Watermarks

Hi,

Is there a way on how to add watermarks or atleast how we can protect the knimeworkflow that we build?

This is just to avoid any credit grabbers owning the workflow that you created as if it was theirs.

Thank you

1 Like

@Precious I don’t think there is a technical way. You can set an author, a description in the meta data or put a text file in the folder of the workflow - but technically there is I think no way to prevent someone from using the nodes or workflow - also since one idea of knime is to be able to re-use examples.

From my perspective the best “watermark” would be sharing and publications/articles - so at least over time everyone (in your environment) will know that you make great workflows. And I always encourage people to give credit and put links to their sources in their work - which as a trained historian might come with the territory :blush:. Also if you share and help you might discover that other people are more open to also help you and they ask your advice which grows your network.

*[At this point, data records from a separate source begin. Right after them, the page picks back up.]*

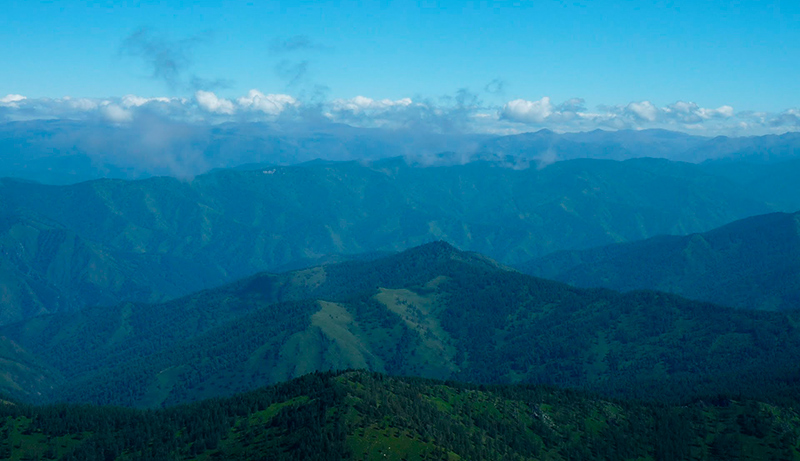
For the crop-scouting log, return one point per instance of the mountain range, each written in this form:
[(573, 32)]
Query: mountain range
[(108, 241), (431, 311), (359, 415), (72, 151), (753, 263)]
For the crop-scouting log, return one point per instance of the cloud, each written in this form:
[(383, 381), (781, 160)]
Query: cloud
[(117, 114), (462, 112), (293, 44), (496, 86), (131, 100), (170, 60), (270, 104), (520, 110), (211, 103), (645, 110), (10, 100)]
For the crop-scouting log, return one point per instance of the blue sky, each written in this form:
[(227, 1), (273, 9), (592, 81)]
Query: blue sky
[(611, 54)]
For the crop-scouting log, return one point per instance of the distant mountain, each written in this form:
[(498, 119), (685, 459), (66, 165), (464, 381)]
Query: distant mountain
[(359, 415), (110, 241), (753, 263), (431, 311), (69, 151)]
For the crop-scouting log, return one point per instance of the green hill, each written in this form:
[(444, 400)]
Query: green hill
[(109, 241), (753, 263), (431, 311), (365, 416)]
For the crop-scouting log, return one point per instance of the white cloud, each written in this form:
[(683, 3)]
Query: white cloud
[(644, 110), (520, 110), (271, 104), (211, 103), (80, 104), (116, 113), (461, 114), (132, 100), (11, 100), (362, 103)]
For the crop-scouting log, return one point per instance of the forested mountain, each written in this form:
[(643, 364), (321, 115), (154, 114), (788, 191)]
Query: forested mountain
[(753, 263), (109, 241), (359, 415), (431, 311)]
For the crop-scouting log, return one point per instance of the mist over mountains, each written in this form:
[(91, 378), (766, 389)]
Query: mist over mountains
[(107, 241), (71, 151)]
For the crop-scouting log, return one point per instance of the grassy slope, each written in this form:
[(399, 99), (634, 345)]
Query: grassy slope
[(431, 311), (113, 240), (753, 263), (358, 415)]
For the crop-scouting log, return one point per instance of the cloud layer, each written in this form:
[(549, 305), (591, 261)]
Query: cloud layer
[(460, 113)]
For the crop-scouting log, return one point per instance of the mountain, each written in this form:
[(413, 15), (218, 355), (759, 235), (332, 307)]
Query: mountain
[(71, 151), (431, 311), (159, 238), (753, 263), (358, 415)]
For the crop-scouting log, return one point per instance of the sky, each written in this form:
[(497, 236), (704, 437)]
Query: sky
[(698, 66)]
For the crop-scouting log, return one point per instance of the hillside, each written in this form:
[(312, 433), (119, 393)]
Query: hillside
[(109, 241), (431, 311), (358, 415), (753, 263)]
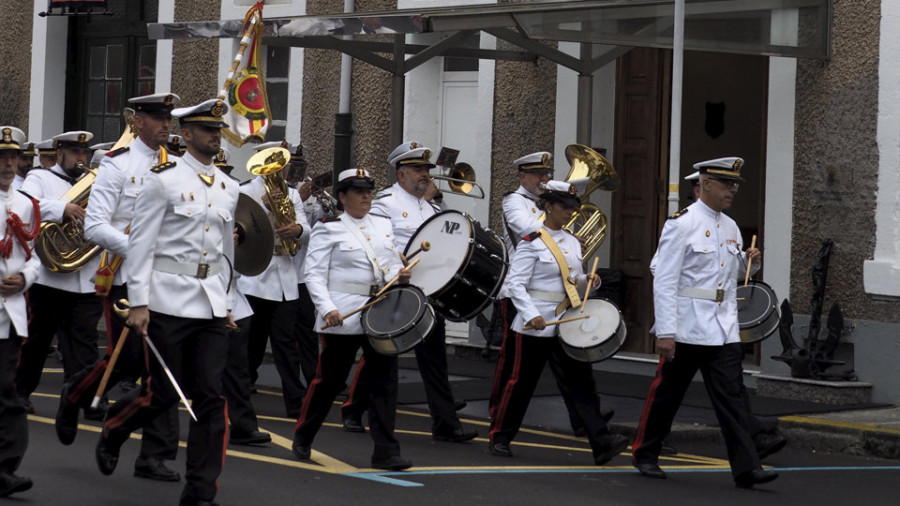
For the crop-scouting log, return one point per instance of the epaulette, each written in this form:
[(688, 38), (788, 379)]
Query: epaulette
[(117, 152), (162, 166), (532, 236)]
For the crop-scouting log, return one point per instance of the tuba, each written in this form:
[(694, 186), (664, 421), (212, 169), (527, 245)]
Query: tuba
[(588, 222), (268, 163), (62, 247)]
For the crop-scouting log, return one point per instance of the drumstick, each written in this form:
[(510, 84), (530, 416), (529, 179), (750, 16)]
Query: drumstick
[(424, 247), (361, 308), (587, 288), (109, 367), (391, 282), (749, 263), (557, 322)]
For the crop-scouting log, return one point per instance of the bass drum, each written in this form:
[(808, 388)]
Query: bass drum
[(464, 268), (595, 338), (399, 322), (758, 316)]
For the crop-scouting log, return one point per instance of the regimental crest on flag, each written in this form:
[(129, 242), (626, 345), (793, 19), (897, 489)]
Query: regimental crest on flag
[(245, 88)]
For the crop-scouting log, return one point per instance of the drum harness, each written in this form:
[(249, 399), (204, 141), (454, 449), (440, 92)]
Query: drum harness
[(569, 285)]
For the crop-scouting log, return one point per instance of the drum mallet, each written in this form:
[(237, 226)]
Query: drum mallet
[(587, 288), (425, 246), (115, 356), (361, 308), (749, 263), (557, 322)]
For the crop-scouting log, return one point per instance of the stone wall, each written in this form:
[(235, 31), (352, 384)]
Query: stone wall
[(195, 62), (836, 165), (15, 66)]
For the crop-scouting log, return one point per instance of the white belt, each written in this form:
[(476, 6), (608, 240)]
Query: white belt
[(546, 296), (194, 269), (702, 293), (355, 288)]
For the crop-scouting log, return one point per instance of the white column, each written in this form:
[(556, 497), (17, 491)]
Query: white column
[(48, 74), (881, 275)]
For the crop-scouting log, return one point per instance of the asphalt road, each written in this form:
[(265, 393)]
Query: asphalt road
[(548, 468)]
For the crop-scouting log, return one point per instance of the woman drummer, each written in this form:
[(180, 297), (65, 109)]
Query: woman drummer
[(546, 261), (348, 259)]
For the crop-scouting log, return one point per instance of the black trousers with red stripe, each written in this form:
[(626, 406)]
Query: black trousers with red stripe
[(380, 375), (159, 439), (506, 311), (431, 358), (13, 420), (530, 354), (196, 351), (721, 369)]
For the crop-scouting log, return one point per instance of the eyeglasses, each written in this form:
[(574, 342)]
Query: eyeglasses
[(728, 183)]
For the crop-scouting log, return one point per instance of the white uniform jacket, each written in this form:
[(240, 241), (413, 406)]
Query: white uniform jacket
[(336, 257), (698, 248), (13, 309), (110, 210), (406, 211), (47, 186), (279, 281), (535, 268), (520, 218), (180, 223)]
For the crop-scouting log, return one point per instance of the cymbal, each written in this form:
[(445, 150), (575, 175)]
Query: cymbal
[(256, 238)]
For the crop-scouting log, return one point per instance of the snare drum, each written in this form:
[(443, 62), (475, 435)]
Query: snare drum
[(595, 338), (464, 268), (758, 316), (399, 322)]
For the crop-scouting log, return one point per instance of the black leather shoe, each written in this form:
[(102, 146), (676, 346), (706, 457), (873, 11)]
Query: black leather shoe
[(667, 449), (26, 402), (254, 437), (154, 469), (352, 425), (500, 449), (617, 445), (66, 418), (651, 470), (458, 435), (107, 456), (10, 484), (754, 477), (392, 463), (769, 444), (301, 451)]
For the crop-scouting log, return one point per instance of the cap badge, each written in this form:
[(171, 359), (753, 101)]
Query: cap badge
[(218, 109)]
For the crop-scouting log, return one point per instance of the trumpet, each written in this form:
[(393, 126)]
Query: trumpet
[(461, 181)]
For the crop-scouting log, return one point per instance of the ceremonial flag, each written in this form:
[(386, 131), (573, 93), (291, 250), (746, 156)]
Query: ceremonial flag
[(248, 114)]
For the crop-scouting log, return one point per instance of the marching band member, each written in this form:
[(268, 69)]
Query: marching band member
[(695, 271), (406, 204), (62, 304), (120, 179), (541, 281), (521, 215), (180, 252), (348, 258), (273, 295), (19, 267), (25, 164)]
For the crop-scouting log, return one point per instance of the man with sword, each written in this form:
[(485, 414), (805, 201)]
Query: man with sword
[(180, 251)]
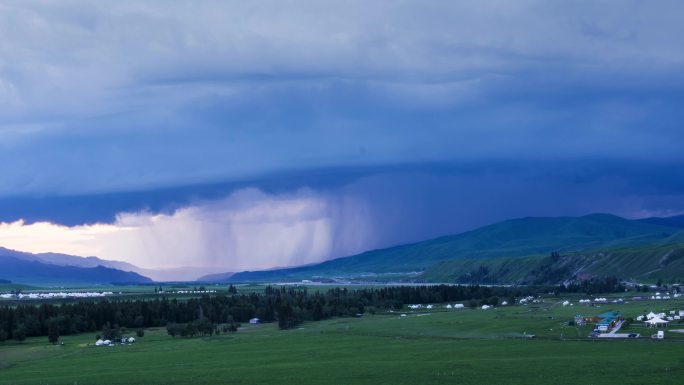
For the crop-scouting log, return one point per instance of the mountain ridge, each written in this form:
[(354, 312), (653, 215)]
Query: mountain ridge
[(510, 238)]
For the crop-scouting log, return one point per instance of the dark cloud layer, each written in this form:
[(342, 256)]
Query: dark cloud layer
[(405, 119)]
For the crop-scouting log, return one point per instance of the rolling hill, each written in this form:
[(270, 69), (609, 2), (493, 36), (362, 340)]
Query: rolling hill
[(512, 238), (41, 273), (663, 260)]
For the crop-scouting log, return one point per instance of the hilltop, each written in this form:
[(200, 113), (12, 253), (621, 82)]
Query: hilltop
[(503, 240)]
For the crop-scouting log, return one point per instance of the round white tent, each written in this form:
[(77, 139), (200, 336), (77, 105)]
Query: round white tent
[(656, 321)]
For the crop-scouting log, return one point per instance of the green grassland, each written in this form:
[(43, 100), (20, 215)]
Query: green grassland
[(661, 261), (435, 346)]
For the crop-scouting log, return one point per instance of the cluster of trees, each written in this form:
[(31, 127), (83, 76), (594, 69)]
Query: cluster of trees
[(594, 286), (197, 316)]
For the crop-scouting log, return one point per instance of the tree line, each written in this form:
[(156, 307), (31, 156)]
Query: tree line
[(187, 317)]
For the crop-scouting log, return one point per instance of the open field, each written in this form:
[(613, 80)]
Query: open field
[(435, 346)]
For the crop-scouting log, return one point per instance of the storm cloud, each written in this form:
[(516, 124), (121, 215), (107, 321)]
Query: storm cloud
[(389, 122)]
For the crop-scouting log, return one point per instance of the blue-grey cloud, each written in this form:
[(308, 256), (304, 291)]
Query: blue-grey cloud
[(432, 118)]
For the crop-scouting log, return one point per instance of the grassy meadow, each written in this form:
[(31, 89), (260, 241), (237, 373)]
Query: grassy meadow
[(436, 346)]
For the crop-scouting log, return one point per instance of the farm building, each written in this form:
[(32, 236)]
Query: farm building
[(604, 322), (656, 322)]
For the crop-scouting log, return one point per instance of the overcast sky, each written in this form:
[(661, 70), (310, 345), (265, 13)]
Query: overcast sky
[(247, 135)]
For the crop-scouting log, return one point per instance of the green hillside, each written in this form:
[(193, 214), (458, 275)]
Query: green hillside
[(662, 260), (512, 238)]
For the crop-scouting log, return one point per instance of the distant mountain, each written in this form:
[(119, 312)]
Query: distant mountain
[(512, 238), (663, 259), (676, 221), (41, 273), (68, 260), (221, 277), (183, 273)]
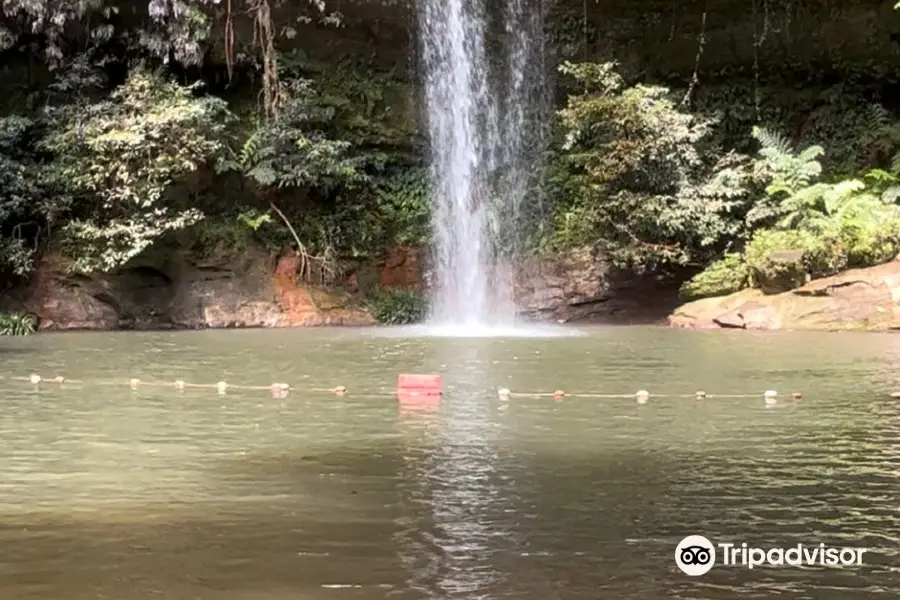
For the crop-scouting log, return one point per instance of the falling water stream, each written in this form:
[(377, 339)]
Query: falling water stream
[(481, 103)]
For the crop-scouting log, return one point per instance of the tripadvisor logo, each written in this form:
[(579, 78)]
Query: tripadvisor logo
[(696, 555)]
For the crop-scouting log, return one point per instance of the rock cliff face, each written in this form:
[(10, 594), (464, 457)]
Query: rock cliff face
[(861, 299), (580, 286), (253, 290), (256, 289)]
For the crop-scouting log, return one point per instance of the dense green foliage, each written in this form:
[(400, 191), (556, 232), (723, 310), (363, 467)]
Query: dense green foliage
[(398, 306), (130, 131), (16, 324)]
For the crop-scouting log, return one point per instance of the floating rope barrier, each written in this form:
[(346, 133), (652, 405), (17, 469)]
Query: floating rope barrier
[(642, 396), (221, 387), (281, 390)]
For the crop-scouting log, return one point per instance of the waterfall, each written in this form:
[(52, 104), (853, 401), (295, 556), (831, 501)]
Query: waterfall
[(483, 114)]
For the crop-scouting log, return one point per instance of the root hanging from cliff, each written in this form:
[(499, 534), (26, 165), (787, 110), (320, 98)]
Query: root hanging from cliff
[(322, 269), (695, 79), (264, 35)]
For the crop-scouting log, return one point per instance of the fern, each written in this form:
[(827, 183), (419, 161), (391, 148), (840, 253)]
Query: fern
[(772, 141)]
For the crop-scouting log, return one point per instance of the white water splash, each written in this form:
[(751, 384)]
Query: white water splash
[(481, 151)]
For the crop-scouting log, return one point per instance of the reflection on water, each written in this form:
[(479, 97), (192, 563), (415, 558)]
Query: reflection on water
[(105, 493)]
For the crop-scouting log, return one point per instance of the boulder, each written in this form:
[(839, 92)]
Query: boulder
[(863, 299)]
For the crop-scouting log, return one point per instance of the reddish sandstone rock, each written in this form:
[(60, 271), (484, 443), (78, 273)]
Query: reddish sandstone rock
[(249, 290), (401, 268)]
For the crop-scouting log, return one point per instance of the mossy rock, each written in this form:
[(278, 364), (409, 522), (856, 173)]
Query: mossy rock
[(726, 276)]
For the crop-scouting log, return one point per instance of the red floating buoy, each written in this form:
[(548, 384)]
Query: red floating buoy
[(420, 385)]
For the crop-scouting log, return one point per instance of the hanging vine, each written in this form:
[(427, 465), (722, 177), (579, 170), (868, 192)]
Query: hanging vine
[(701, 43), (264, 36)]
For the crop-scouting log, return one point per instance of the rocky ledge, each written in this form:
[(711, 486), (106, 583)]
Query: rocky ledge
[(254, 290), (860, 299), (177, 289)]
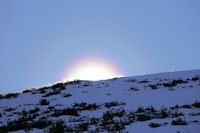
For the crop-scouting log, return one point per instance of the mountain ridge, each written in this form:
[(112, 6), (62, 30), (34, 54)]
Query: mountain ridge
[(162, 102)]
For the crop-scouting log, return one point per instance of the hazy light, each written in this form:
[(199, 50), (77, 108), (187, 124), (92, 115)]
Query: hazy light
[(92, 69)]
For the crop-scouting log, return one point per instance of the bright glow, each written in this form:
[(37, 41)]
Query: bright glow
[(92, 69)]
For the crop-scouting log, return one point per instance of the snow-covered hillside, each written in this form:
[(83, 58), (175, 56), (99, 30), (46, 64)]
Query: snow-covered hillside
[(164, 102)]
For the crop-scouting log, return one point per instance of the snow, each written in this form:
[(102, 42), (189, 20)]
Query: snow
[(119, 90)]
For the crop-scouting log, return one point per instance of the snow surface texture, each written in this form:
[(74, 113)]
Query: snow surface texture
[(164, 102)]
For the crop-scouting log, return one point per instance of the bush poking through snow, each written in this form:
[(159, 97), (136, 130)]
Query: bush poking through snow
[(153, 87), (66, 111), (154, 125), (196, 104), (67, 95), (57, 127), (134, 89), (114, 103), (9, 95), (179, 121), (44, 102)]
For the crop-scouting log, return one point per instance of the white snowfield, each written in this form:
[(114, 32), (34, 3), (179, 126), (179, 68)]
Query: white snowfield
[(157, 103)]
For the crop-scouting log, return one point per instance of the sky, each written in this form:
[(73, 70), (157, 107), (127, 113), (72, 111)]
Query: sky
[(40, 39)]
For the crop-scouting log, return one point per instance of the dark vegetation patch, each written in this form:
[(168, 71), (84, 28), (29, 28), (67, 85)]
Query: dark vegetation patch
[(28, 90), (113, 120), (44, 102), (55, 92), (9, 95), (179, 121), (114, 103), (130, 80), (195, 78), (154, 125), (194, 114), (143, 81), (85, 106), (186, 106), (67, 95), (196, 104), (134, 89), (9, 109), (57, 127), (61, 86), (153, 87), (21, 123), (66, 111), (174, 83)]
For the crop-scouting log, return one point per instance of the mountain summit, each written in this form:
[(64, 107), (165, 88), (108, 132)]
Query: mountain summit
[(164, 102)]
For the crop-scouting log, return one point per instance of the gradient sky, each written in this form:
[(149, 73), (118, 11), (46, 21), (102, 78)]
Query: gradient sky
[(39, 38)]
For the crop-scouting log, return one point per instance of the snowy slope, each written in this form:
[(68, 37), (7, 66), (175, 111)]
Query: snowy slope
[(164, 102)]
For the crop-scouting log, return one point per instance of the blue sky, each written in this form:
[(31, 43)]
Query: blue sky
[(39, 38)]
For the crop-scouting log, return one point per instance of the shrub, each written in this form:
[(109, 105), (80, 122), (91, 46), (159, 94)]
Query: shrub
[(153, 87), (179, 121), (130, 80), (143, 117), (34, 111), (85, 106), (140, 109), (176, 114), (67, 95), (144, 81), (57, 127), (196, 104), (44, 102), (67, 111), (170, 84), (22, 123), (59, 85), (150, 108), (52, 93), (42, 91), (153, 125), (74, 82), (26, 91), (114, 103), (163, 113), (195, 78)]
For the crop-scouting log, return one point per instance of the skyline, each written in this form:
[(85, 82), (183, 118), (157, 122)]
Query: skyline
[(40, 39)]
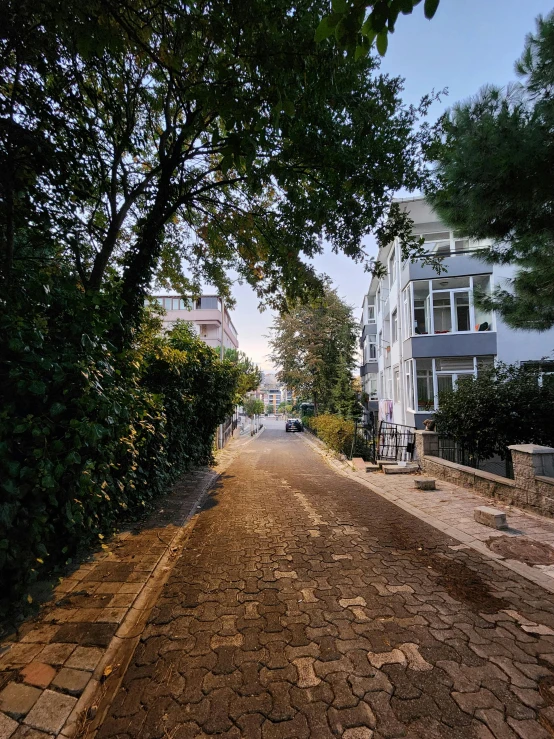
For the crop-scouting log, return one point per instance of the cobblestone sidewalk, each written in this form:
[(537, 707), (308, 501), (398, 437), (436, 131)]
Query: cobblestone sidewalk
[(306, 607), (53, 670)]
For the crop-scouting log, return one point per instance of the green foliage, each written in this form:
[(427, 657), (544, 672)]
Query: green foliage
[(314, 346), (87, 436), (494, 158), (336, 432), (503, 405), (250, 374), (252, 406), (162, 141), (356, 25)]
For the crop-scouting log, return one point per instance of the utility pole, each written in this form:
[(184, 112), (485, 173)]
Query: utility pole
[(221, 356)]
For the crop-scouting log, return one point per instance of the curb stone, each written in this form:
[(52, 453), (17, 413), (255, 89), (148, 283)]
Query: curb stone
[(344, 469)]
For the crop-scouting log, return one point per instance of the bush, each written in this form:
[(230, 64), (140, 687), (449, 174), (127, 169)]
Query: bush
[(86, 436), (504, 405), (334, 431)]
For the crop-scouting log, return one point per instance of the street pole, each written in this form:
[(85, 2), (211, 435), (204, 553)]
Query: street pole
[(221, 356)]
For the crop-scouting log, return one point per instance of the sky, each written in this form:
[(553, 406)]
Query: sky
[(469, 43)]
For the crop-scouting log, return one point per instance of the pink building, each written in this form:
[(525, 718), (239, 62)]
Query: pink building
[(204, 314)]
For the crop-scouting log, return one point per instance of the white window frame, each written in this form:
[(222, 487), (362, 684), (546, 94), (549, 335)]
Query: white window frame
[(453, 319)]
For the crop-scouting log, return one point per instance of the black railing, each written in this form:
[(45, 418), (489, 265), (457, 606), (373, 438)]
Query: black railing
[(365, 444), (468, 455), (396, 442)]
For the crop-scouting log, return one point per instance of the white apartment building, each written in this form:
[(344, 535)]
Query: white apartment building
[(205, 316), (421, 332)]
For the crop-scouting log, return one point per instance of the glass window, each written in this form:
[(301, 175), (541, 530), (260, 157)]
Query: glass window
[(445, 384), (461, 311), (442, 316), (208, 303), (450, 283), (421, 308), (406, 301), (392, 267), (483, 319), (424, 379), (410, 385)]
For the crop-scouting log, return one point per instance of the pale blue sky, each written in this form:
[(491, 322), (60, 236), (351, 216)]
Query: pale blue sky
[(469, 43)]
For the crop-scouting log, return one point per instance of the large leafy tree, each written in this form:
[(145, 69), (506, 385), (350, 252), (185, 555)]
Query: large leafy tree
[(357, 24), (175, 141), (494, 158), (314, 347)]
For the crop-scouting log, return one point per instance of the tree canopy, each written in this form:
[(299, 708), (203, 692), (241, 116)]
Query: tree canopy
[(358, 24), (314, 347), (175, 142), (494, 158)]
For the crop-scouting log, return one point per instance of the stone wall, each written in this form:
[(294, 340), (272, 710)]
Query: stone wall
[(532, 487)]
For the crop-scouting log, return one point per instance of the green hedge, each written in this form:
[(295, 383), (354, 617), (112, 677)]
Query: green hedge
[(87, 437), (334, 431)]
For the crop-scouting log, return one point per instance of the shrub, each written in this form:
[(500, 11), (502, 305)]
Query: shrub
[(334, 431), (86, 436), (504, 405)]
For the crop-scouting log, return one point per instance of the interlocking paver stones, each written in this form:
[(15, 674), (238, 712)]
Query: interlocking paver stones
[(373, 629), (7, 726), (17, 699)]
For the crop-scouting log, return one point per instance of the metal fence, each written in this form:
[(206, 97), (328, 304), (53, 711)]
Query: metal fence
[(468, 455), (396, 442), (364, 443)]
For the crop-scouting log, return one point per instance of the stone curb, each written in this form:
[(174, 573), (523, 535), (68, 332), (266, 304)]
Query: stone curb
[(101, 691), (122, 646), (519, 567)]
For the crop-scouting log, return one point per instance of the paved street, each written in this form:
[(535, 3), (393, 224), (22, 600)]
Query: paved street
[(304, 605)]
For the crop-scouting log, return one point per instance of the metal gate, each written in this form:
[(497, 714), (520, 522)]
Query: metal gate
[(364, 444), (396, 442)]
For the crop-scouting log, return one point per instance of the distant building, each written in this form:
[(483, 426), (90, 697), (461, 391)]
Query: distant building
[(422, 333), (205, 316)]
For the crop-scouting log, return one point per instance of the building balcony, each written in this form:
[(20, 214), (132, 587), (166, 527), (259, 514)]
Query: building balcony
[(369, 368), (472, 344), (454, 266)]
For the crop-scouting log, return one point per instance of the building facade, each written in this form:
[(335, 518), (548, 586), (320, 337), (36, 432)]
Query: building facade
[(205, 315), (421, 331)]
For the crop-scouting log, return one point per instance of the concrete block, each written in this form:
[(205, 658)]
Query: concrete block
[(490, 517), (397, 470), (50, 712), (71, 681), (425, 483), (7, 726), (38, 674)]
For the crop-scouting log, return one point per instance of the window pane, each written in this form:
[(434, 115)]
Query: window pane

Also if a company or organisation instead of rewarding people who share would give incentives for falsely claiming other people’s work they will run into problems and might not be the best environment to grow.

4 Likes

I regularly add a workflow annotation on workflows that I build and share. (Just a text box that says “iCFO” with logo matching background and colors) It is by no means “protected”, as it can be easily deleted. It is more for branding, helping me recognize internal built projects, and helping to deter outside tinkering on production workflows that I build for clients.

1 Like

If you wanted to be sneaky then I guess you could place an annotation box containing the info about the author way outside of the view of the nodes so that it can only be see if you zoom way out. That way it would be unlikely to be found and deleted if someone was trying to pass your work off as their own. There is a chance that you could zoom way back, locate it, and use it as evidence with a supervisor. Obviously any work environment where this would be necessary is quite toxic. Proving malicious behavior might be required in an extreme situation, but it would also likely only add to the toxicity of the environment.

2 Likes

Hey @Precious,

what is the exact use case? Who do you want to share your workflow with and why would there be a problem?

I guess the best way is to publish your workflow in GitHub or GitLab and put a license there. The license then defines how other users are allowed to use your workflows.

Best, J

1 Like

This topic was automatically closed 90 days after the last reply. New replies are no longer allowed.